Präsident stoppt Parlament
Polens Staatsoberhaupt stellt sich gegen die Nationalkonservativen. Er verweigerte wesentlichen Teilen der umstrittenen Justizreform seine Unterschrift.
Polens Präsident Andrzej Duda (45) muss eines der schwierigsten Wochenenden seines Lebens hinter sich haben. Auf seinem Schreibtisch lagen drei Gesetze, die bereits vom Parlament verabschiedet waren und nur noch auf seine Unterschrift warteten. Sie hätten der regierenden PiS-Partei und deren Chef Jarosław Kaczyński entscheidende Macht über die Justiz eingeräumt. Seit Tagen demonstrierten Zehntausende Menschen auf Polens Straßen und forderten „Drei Mal Veto!“vom Präsidenten.
Für viele völlig überraschend kündigte Duda am Montag tatsächlich seinen Einspruch gegen zwei Gesetze an: gegen das Gesetz über den Obersten Gerichtshof und jenes über den Landesjustizrat.
Bislang galt Polens Präsident als Marionette der Regierung. Nun betonte er bei einem TV-Auftritt, er werde die Gesetze innerhalb von zwei Monaten überarbeiten und an das Parlament zurückschicken. Zwar benötigte das Justizsystem eine Reform, sie dürfe aber nicht „den Staat und die Gesellschaft“spalten. Laut Umfragen war eine deutliche Mehrheit der Polen für das Veto des Präsidenten. Er fühle „tief in seiner Seele, dass diese Reform in dieser Form nicht das Gerechtigkeitsgefühl und Sicherheitsempfinden der Bürger erhöht“, betonte der Präsident. Generalstaatsanwalt und Justizminister erhielten zu viel Macht über die Gerichte.
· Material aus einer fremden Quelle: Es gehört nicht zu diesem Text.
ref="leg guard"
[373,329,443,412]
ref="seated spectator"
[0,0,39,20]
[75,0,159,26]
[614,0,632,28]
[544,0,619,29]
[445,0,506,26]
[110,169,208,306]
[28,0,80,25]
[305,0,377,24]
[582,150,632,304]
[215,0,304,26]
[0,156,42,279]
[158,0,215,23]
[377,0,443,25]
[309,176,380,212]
Duda, selbst Jurist, bedauerte, nicht konsultiert worden zu sein.
Die Propaganda des staatlichen Fernsehens hatte noch massiv versucht, die Demonstranten zu diskreditieren: Sie seien „Putschisten“, „Anti-Demokraten“, „Verteidiger von Pädophilen“, „Kommunisten“und „ehemalige Mitarbeiter der Staatssicherheit“.
Die Abhängigkeit des Obersten Gerichtshofs von der Politik hätte zahlreiche Gefahren mit sich gebracht: So entscheidet dieser etwa über die Rechtmäßigkeit von Wahlen. Außerdem kann er als höchste Instanz Urteile anderer Gerichte, etwa in Strafverfahren, kassieren. Eine von der Politik unabhängige Kontroll- und Schutzfunktion für den Bürger wäre nach der PiS-Reform nicht mehr garantiert gewesen.
Auf Dudas Schreibtisch liegt aber noch ein drittes Gesetz, das er sehr wohl unterschreiben will. Auch dieses Gesetz gibt dem Justizminister mehr Macht als in einem Rechtsstaat üblich: Es erlaubt ihm, die Präsidenten der ordentlichen Gerichte auszutauschen. Diese wiederum haben Einfluss auf die Personalpolitik an ihren Gerichten. Einigen Oppositionspolitikern gehen die zwei Vetos daher nicht weit genug. Dennoch scheint die größte Gefahr abgewendet zu sein.
Jarosław Kaczyński, der Parteichef der PiS, soll laut Medien vor Zorn kochen. Eine Stellungnahme gab es bisher aber nicht. Kaczyński hatte das damalige PiS-Mitglied Duda 2015 zum Präsidentschaftskandidaten gemacht und ihm in das Amt verholfen. So wie von Regierungschefin Beata Szydło erwartet Kaczyński auch von Duda Folgsamkeit. Damit ist es anscheinend vorbei. Erstmals sei die Macht des Parteivorsitzenden infrage gestellt worden, titelten polnische Medien.
Die EU-Kommission hatte Polen bei Vorantreiben der Reform mit Sanktionen wie dem Entzug der Stimmrechte gedroht. Kritik kam auch aus Deutschland und Washington.